Its executive director Nazreen Nizam said allocations must focus on sustaining shelters and crisis services, which often operate on short-term or inconsistent funding.

“Survivors need safe spaces, immediate protection and trauma-informed care.”

She added that a dedicated operational budget should cover essential costs, such as rent, meals, medical care, transport and staffing, to ensure 24-hour protection, especially for women and girls with disabilities so that they may seek help without fear of being turned away.

Nazreen said survivors continue to face barriers in seeking help, from inaccessible reporting systems to the lack of trained personnel in police stations, hospitals and courts.

“Budget 2026 should fund an inclusive design approach that strengthens reporting channels, trains frontliners in survivor-centred practices, and ensures interpreters, assistive technologies and safe digital platforms are available,.”

She also said investments in counselling, legal aid and public awareness must complement crisis infrastructure.

“Ending gender-based violence requires a whole-of-government, gender-responsive budgeting approach that ensures every ringgit directly improves survivors’ lived realities through coordinated and accountable systems,” she said.
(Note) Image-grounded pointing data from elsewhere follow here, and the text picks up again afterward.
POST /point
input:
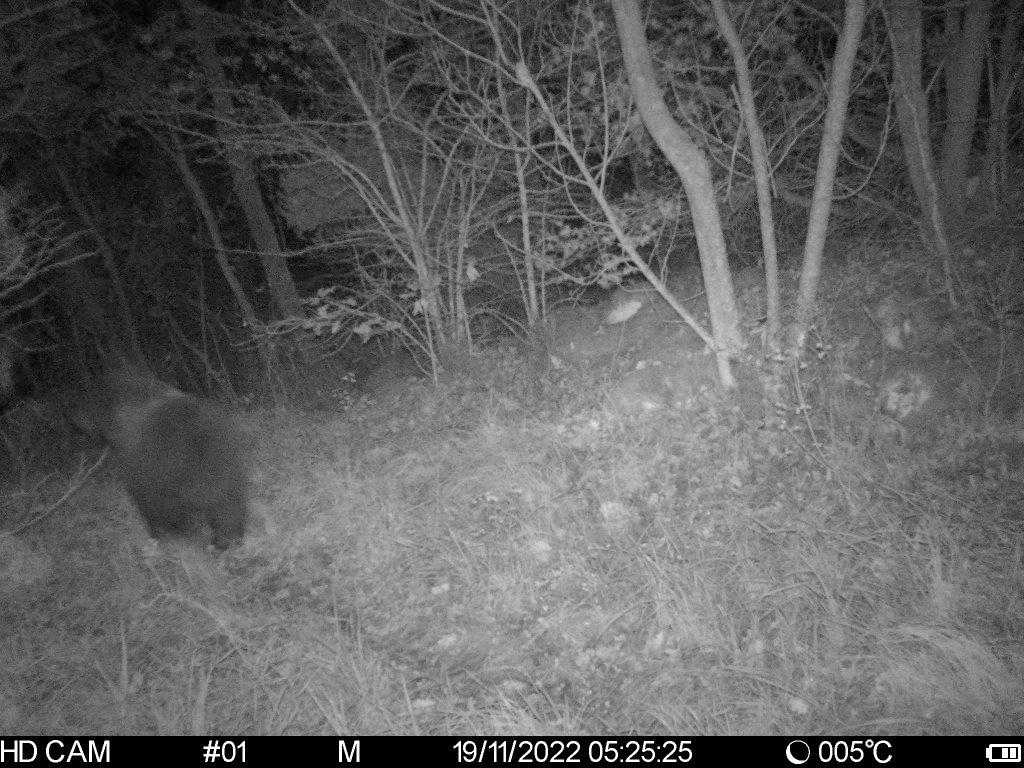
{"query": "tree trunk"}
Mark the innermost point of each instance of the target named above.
(904, 26)
(1009, 73)
(244, 179)
(817, 225)
(107, 254)
(963, 84)
(691, 166)
(759, 161)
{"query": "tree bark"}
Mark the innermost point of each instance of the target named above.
(759, 161)
(691, 167)
(963, 84)
(244, 178)
(903, 22)
(817, 225)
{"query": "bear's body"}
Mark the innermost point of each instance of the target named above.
(181, 457)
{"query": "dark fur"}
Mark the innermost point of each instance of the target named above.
(181, 457)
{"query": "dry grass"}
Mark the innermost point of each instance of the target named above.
(511, 555)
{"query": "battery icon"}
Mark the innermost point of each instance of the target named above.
(1004, 753)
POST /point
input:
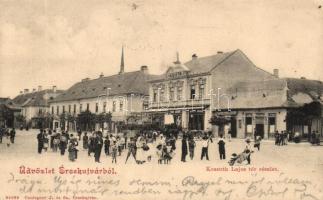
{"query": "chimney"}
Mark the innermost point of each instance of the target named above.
(177, 62)
(85, 79)
(276, 73)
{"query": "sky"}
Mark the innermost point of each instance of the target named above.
(44, 42)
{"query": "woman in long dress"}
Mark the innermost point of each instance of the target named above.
(140, 152)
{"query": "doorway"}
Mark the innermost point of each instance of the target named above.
(233, 127)
(260, 130)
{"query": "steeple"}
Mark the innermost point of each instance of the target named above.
(177, 59)
(122, 62)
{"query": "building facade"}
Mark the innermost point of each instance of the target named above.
(123, 95)
(231, 86)
(34, 105)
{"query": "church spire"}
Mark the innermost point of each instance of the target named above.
(177, 59)
(122, 62)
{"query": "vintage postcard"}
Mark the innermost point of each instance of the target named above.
(163, 99)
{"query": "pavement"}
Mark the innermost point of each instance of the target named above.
(294, 163)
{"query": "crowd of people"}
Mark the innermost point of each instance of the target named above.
(142, 148)
(146, 146)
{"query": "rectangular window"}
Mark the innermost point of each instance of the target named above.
(249, 123)
(96, 107)
(104, 107)
(171, 94)
(121, 105)
(179, 93)
(201, 92)
(271, 124)
(162, 95)
(155, 96)
(192, 92)
(114, 105)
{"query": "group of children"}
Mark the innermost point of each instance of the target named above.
(7, 136)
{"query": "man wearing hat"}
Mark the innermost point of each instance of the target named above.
(248, 150)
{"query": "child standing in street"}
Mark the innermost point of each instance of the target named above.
(114, 149)
(221, 144)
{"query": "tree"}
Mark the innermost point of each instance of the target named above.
(21, 119)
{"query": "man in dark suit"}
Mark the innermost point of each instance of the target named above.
(184, 149)
(40, 139)
(98, 143)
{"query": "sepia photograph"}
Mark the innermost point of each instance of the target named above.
(168, 100)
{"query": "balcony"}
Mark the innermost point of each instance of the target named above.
(193, 103)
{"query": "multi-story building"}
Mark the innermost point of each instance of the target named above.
(230, 85)
(123, 95)
(34, 105)
(8, 113)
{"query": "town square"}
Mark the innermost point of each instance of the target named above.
(161, 100)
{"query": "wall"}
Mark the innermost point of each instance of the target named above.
(280, 120)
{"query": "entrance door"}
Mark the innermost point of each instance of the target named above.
(196, 121)
(233, 127)
(260, 130)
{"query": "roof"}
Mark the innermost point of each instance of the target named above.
(125, 83)
(35, 98)
(206, 64)
(4, 100)
(276, 93)
(256, 94)
(301, 91)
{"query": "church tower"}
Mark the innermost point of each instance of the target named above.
(122, 62)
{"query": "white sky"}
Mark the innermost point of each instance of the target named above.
(60, 42)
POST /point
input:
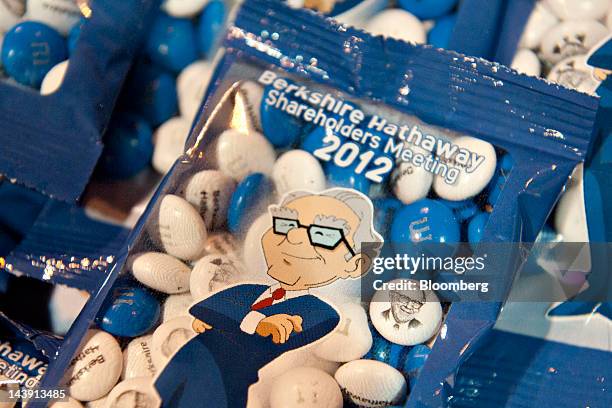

WAO advocacy manager Gandipan Gopalan said the Budget should also strengthen shelters’ capacity to operate 24-hour hotlines and emergency response services while upgrading facilities to meet safety, accessibility and confidentiality standards.

“Continuous training for enforcement and service frontliners is vital. Properly trained and sensitised personnel are key to ensuring survivors receive timely, compassionate and effective support,” he said.

He added that childcare support must remain a policy focus as it continues to limit women’s participation in the workforce.

“Childcare remains a key barrier for many women returning to work. Greater public investment and workplace childcare facilities are crucial to enabling women to participate meaningfully in the economy,” he said.

“If we must prioritise, WAO would focus on strengthening gender-based violence services and childcare support in today’s economy, particularly through better training for frontliners, such as police and One Stop Crisis Centre staff,” he added.

Society for Equality, Respect and Trust for All Sabah vice-president Robert Hii said effective budgeting must reflect women’s lived realities.

“What a national budget needs is the ability to listen to what women truly need and build communities of support that address their most pressing issues,.”

He also said a comprehensive, data-driven approach is needed to better capture the diverse experiences of women across regions and socioeconomic backgrounds.

The Gender Budget Group said progress on gender equality “is not catching up with the realities and needs of women today”.

The group’s memorandum calls for “bold and progressive acceleration” through dedicated national funding to strengthen frontline response systems and address emerging forms of gender-based violence, including technology-facilitated abuse.